Saturday, August 13, 2005

Animal Story and The Way We Talk

I saw a news story yesterday about a couple of teenagers in Canada who gave a dead cat an emergency C-section. I like animal stories, and I am glad not all of the kittens had to die with the mother cat and that a cat who'd lost her kittens was able to adopt new ones. But a point of language struck me.

After discovering that the cat's body was still warm, they
decided to try to save its kittens ...

[She] made an incision into the mother cat's belly and could
see the kittens.
She pulled them out and found that two of four kittens were
still alive...


We--and by "we" I mean everyone, including MSM--have no problem referring to what's in the womb of a pregnant cat as "kittens"--i.e. the usual word for immature cats. Or what's inside the womb of a pregnant dog as "puppies" (the usual word for immature dogs), etc. It is only when referring to what's inside the womb of a human that using the usual word for its offspring--i.e. "baby"--becomes controversial.

Some people not only won't say "baby" but will correct those who do: "It's not a baby, it's a fetus!" (Never mind that "fetus" comes from the Latin for "baby" or "offspring".) And MSM stories that involve pregnant women and what they're carrying sometimes say "baby" and sometimes "fetus" or other; an ongoing news story may see the same being go from being referred to as "fetus" to "baby"--for example, things along the line of "Fetus Missing" to "Baby Found" this past winter when that pregnant woman was murdered and her, um, "product of conception" stolen. And it's not always clear why MSM choose to use one word over the other. Maybe wanted uterine passengers are "babies" and uterine passengers that are not wanted by the mother--or that the speaker/writer think the woman shouldn't have--are "fetuses"? Of course the MSM has to be careful how it talks about things to avoid offending readers/viewers, but I think sometimes they're playing the same game the non-media people are: change what you call it and you'll change what it is.

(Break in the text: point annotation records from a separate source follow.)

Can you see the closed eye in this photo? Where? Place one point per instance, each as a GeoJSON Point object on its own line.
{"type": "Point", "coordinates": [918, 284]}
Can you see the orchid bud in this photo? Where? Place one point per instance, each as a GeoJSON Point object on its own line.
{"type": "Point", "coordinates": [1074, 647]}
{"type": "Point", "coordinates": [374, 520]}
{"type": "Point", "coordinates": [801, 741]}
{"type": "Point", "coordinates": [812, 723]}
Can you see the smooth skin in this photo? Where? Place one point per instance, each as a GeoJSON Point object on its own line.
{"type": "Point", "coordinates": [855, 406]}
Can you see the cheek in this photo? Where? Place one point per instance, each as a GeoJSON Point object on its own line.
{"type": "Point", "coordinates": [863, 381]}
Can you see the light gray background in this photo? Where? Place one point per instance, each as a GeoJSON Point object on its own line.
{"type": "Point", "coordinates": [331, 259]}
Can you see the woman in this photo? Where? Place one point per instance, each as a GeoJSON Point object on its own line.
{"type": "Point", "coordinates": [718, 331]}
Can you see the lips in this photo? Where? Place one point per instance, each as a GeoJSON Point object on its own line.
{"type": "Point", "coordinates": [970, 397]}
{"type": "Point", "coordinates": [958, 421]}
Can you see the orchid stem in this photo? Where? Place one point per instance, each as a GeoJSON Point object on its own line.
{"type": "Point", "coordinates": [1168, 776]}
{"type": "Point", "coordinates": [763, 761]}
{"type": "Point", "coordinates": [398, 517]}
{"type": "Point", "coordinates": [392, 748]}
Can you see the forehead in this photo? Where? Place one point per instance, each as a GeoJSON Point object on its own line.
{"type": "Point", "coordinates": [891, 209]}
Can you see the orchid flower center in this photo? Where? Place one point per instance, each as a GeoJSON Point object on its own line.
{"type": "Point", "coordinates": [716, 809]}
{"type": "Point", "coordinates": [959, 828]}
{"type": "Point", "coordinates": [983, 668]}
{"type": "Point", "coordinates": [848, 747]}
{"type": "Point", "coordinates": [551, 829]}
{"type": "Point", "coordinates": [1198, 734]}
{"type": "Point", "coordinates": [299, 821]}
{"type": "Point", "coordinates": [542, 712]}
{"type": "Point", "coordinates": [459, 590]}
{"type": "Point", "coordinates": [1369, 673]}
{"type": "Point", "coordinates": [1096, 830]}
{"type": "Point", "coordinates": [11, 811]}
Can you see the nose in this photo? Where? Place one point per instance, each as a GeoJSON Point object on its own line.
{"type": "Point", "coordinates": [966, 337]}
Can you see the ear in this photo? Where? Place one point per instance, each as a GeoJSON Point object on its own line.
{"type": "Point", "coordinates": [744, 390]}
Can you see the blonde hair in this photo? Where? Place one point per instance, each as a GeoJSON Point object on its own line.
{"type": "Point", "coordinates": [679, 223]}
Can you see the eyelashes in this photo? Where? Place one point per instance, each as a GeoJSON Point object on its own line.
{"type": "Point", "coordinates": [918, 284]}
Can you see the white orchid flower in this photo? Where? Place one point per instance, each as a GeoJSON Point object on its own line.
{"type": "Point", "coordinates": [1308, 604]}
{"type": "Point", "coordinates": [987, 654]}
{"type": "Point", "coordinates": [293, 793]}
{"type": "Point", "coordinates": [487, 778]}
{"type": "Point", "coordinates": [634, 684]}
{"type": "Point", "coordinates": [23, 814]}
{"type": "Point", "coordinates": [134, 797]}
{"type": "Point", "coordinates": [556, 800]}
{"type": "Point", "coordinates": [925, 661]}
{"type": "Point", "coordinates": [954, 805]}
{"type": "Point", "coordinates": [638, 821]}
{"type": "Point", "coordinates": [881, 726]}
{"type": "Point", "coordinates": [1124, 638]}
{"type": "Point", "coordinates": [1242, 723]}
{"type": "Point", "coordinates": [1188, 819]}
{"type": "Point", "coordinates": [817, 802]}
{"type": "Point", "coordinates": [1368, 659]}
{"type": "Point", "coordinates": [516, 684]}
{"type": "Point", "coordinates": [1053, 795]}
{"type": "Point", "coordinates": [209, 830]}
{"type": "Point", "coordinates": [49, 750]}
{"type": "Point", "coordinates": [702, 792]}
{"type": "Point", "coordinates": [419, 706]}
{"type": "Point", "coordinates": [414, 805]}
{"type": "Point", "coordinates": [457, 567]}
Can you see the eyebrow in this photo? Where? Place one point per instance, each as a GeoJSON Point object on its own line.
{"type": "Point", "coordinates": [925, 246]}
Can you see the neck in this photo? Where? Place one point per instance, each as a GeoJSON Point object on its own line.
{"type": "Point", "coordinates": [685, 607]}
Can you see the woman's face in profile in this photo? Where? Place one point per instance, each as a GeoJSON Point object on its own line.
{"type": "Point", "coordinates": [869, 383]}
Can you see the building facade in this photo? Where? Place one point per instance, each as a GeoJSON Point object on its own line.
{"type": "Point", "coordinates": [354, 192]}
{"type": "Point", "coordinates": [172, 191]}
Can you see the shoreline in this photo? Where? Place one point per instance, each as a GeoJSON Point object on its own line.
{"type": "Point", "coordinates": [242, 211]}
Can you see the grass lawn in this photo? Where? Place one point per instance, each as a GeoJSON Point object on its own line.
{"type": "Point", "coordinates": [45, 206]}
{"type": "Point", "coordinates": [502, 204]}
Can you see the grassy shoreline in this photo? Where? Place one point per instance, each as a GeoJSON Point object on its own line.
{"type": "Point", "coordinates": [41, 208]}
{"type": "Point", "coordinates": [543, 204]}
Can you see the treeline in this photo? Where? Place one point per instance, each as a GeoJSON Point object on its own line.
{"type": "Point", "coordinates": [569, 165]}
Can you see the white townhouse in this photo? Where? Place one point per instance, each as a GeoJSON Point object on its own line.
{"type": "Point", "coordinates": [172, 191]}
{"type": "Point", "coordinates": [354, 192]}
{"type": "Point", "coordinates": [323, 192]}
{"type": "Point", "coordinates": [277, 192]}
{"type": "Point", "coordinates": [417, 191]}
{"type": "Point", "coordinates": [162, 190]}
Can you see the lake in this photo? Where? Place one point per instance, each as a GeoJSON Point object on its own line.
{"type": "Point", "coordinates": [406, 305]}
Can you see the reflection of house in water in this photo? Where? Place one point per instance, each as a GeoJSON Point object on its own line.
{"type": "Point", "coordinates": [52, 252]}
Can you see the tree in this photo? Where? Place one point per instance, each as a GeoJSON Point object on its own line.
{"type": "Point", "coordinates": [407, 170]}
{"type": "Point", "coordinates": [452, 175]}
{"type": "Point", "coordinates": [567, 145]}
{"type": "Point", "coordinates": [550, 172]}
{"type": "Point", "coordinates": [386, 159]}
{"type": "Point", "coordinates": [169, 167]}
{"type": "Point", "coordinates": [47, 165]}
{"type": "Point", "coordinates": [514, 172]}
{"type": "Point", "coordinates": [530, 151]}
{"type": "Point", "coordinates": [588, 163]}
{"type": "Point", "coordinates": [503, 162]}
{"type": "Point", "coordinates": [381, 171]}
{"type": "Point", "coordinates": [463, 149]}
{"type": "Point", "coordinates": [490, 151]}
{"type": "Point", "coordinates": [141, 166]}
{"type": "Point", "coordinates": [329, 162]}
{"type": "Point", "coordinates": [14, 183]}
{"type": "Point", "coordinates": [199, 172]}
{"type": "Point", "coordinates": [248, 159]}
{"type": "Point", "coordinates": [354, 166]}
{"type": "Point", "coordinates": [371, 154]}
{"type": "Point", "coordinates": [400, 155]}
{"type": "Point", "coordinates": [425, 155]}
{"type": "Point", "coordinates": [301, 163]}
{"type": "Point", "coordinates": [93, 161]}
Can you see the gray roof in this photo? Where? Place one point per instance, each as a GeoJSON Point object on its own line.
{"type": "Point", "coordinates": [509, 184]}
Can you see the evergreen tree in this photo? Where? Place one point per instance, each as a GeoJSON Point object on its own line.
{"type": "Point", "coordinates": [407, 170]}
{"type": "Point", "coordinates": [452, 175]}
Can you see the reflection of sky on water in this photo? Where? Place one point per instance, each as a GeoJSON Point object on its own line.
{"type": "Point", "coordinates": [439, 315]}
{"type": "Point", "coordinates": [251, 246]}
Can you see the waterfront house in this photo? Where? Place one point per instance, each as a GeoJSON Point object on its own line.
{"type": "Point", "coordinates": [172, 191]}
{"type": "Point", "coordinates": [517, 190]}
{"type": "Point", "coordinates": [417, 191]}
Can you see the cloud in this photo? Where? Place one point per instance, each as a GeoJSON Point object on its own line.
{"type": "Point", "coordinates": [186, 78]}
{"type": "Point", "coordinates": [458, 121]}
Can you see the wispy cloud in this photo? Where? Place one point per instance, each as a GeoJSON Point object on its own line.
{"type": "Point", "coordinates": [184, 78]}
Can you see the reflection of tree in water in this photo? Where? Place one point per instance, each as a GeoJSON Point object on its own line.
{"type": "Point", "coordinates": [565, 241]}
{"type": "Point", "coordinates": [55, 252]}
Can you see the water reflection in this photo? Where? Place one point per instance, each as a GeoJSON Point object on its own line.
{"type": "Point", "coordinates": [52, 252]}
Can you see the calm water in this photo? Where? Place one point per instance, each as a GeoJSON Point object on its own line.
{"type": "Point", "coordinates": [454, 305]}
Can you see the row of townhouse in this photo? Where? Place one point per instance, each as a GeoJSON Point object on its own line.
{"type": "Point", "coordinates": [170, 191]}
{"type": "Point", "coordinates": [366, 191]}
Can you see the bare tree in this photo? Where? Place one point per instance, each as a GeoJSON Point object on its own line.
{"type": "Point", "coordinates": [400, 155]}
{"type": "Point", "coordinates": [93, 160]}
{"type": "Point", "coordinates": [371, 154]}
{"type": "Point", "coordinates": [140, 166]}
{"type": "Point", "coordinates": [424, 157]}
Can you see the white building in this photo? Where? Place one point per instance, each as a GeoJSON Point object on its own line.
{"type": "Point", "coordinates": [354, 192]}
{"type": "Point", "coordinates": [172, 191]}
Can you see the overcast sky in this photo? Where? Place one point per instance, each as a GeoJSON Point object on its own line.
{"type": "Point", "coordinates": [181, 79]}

And none of this is to suggest that "fetus", "embryo", etc. are incorrect, only to point out that it's a bit odd for no one to mind our saying "kitten" in a place where our saying "baby" would have people yelling at us.

You know, maybe the "it's not a baby, it's a fetus" people are a bit like those people who get very angry when human evolution is mentioned, but who don't bat an eye when, say, badger evolution is mentioned or when their doctors talks to them about bacteria and viruses adapting to our medical treatments or when pesticide companies talk about insects evolving to endure our current pesticides.